Leslie Henderson did not plan to be an economic development professional when she graduated with a Bachelor of Art’s degree in communications from Georgia State University.
Yet, that’s the way she has spent the last 16 years, first as Director of Development for the City of Knoxville and later as President and Chief Executive Officer (CEO) of the Roane Alliance. The self-admitted “driven and focused” individual retires at the end of March after a little more than 10 years leading the umbrella organization in Roane County.
“I couldn’t cutback,” Henderson says in reference to the responsibilities at the Alliance. The only option in her view was to leave the organization.
That decision doesn’t mean she will not decide on another career where she has more control over her schedule.
“I’m not ‘retiring retiring,’ just retiring from the Roane Alliance,” Henderson explains. There are trips planned with her husband, Barry, activities with the grandchildren, and she has already printed up her new business cards, offering services on a contract basis in economic development and communications.
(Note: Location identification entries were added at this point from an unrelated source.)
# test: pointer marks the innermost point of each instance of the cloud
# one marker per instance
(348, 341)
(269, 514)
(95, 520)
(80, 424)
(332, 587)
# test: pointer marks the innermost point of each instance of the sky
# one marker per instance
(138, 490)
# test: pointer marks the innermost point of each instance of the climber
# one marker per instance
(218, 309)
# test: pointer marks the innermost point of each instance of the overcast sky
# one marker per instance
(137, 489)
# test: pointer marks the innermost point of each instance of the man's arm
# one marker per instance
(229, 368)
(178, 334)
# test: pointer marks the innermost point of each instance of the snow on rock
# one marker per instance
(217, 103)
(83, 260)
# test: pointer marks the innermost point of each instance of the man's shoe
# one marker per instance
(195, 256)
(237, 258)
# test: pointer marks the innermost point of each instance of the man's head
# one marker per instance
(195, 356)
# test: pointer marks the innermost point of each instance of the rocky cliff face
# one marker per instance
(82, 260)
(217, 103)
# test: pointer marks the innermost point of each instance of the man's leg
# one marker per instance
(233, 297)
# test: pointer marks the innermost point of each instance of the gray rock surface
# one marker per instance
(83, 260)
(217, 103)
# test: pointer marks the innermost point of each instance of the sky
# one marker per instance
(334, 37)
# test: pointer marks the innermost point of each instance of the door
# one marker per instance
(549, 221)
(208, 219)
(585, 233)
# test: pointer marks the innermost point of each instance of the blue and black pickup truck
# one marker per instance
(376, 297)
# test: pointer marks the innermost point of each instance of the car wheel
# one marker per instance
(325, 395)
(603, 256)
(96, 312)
Henderson and Roane County have arguably enjoyed considerable economic development success in recent years, particularly in light of the economic downturn. She attributes the good fortunes to available land, a good strategy, persistence, and a supportive community.
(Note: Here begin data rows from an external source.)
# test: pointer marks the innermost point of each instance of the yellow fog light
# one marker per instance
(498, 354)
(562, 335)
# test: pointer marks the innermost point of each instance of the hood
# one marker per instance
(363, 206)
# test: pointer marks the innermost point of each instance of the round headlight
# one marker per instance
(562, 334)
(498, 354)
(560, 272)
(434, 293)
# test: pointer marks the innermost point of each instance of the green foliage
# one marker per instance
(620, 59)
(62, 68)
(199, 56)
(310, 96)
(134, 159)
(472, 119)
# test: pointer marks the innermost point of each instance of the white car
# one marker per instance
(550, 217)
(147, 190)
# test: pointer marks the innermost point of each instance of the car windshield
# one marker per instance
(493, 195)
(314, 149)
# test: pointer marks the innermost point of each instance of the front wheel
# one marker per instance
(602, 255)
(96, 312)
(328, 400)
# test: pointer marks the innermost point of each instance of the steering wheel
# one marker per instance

“This is a relationship game,” she says. “People have to trust that you are honest.”
Henderson says she applied this approach to everyone – from site selectors to the prospects the Alliance was recruiting and local leaders, both the Board of Directors at the Alliance and city and county officials.
“I have a great Board that understands recruiting and the needs of business,” she says, adding “I’m straight with them, giving the pros and cons of every deal.”
Henderson has used the same approach with the Roane County Commission whose members “have been very supportive.”
Her legacy project was also one that underscored the importance of those relationships and the trust that existed.
After devoting three-fourths of her time to recruiting a Volkswagen facility, Henderson says she felt Roane County’s last incentive package was “as far as we could go.” So, she pulled together key leaders from the County Commission, Alliance Board, and business community to present her case.
“They agreed with me,” Henderson said, adding that the next few days were “pretty scary” until Volkswagen agreed to the deal.
The Alliance CEO pretty much plans her work and works her plan.
“You have to make sure you’re in front of everyone when you’re a rural county, or they will forget you,” Henderson advises.
In the case of Roane County, she determined that the topography of the land was suited best to small and medium-size companies, so those became her target.
“Nobody else was going after them,” Henderson said. “We kept after it when we had the right target. We would not say no or take no for an answer.”
Such an approach is consistent with her philosophy.
“You look where the opportunity is, not where people tell you to look,” she explains.
Henderson leaves the Alliance satisfied with what she accomplished.
“I did what I set out to do,” she says. Her goals were to overcome the perception that locating in Roane County was not a serious option for companies and ensure the Alliance was viewed as a very professional and high tech organization.
Henderson would have liked to see more expansions locally, but readily admits, “I haven’t spent much time looking back.”
She describes her successor – Wade Creswell – as possessing the traits that are required to be successful. “He’s got the fire in his belly,” Henderson says.